Backgr(ound) Removal:
This is a horizontal filtering method that removes horizontal bands, sometimes
called ringing, from the data. Perfectly flat, horizontal bands are unlikely to be real features in the
subsurface but are more often the result of system noise or lower frequency interference. Background
removal works by averaging together n scans and then subtracting that averaged scan from each scan. The
averaged scan should only have signals which are present in all n scans and thus should only remove
horizontal bands with a length of n scans or greater. Care must be taken here to not remove real horizontal
features, so n should be a large number. Values of 100+ scans are usually enough. Note that any value
you enter will remove the direct wave since this is a signal which is present in all scans.
Noise Band Removal:
Toggles On/Off a horizontal band filter. This filter is designed to downplay
horizontal noise artifacts resulting from wet or clayey conditions and is weighted to not impact hyperbolic
features as much. This filter will also remove the direct wave from the top of the screen.
Signal Floor:
This is an information tool designed to display the effective limit of your penetration. It
uses a specialized algorithm to analyze the signal to noise ratio. Once a threshold is crossed, the software
will overlay a green shade on the noisy data. Large, highly reflective targets may still be visible in this
region, but lower or mid amplitude targets may not be seen. RADAN will display the signal floor
information if the data were collected with the tool turned on.
Gain
Gain is signal amplification, basically “turning up the
volume” on the received signal. GPR energy gets
absorbed by the soils or sediments as it moves though
the subsurface. The term for this absorption is
“attenuation.” Different materials attenuate GPR
energy at different rates. Highly attenuative materials
are sometimes called “lossy.” While it is very difficult
to know exactly how lossy a material is before
surveying, more highly conductive materials such as
wet clays, soils with agricultural runoff, and high salt
areas are typically more lossy. Gain counters the
effects of attenuation by adding more amplification at different depths. No additional energy is sent from
the antenna however; gain works strictly with the received signal.

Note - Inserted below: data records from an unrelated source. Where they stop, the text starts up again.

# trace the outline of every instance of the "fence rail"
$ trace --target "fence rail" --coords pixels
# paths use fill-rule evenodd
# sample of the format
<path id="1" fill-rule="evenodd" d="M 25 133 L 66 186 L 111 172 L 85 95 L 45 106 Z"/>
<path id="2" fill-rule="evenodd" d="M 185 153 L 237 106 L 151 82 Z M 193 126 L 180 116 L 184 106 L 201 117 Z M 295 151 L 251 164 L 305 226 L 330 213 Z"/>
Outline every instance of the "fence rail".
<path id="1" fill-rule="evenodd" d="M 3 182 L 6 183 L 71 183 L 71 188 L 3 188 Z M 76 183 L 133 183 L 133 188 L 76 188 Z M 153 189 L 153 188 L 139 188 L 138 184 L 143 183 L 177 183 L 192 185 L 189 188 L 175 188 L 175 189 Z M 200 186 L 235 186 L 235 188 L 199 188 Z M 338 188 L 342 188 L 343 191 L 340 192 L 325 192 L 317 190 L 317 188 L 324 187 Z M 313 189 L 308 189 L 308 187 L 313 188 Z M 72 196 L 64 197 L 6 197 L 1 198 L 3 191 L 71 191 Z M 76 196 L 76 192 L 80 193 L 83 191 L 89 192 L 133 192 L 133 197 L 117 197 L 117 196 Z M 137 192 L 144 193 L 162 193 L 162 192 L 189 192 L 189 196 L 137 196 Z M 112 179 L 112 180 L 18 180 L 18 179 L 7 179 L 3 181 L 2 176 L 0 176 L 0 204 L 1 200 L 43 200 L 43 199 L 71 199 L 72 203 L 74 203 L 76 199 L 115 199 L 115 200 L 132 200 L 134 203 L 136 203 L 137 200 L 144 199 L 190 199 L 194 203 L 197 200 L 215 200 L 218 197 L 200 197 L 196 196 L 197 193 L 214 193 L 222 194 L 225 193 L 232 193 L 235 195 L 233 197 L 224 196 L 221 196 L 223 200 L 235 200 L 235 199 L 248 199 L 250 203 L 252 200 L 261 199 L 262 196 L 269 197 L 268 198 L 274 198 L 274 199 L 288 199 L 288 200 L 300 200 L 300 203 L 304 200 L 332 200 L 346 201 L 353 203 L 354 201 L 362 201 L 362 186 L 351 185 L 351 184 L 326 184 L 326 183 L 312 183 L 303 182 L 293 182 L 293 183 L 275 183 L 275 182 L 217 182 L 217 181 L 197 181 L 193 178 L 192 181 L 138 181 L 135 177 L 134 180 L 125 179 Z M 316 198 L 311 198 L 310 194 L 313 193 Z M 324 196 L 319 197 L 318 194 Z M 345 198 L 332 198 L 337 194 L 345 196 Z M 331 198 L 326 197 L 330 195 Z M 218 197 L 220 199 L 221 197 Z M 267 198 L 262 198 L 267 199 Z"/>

Gain operates on a number of points which are evenly distributed along the time scale. Deeper (later)
areas will require more gain than shallower (earlier) ones. Since the amount of gain added varies with the
point’s position on the time scale, this process is often called “time variable gain” or TVG. Furthermore,
the software only changes the gain amount at the gain points, so it is important to set an adequate number
of points. In an area with complex stratigraphy, you may want more points than in an area with
homogenous conditions. Opening the O-scope display will show the gain curve as a red line
superimposed on the scan trace. The location of each point is represented by a small dot along the curve.
Each successive gain point should be equal to or greater than the previous point.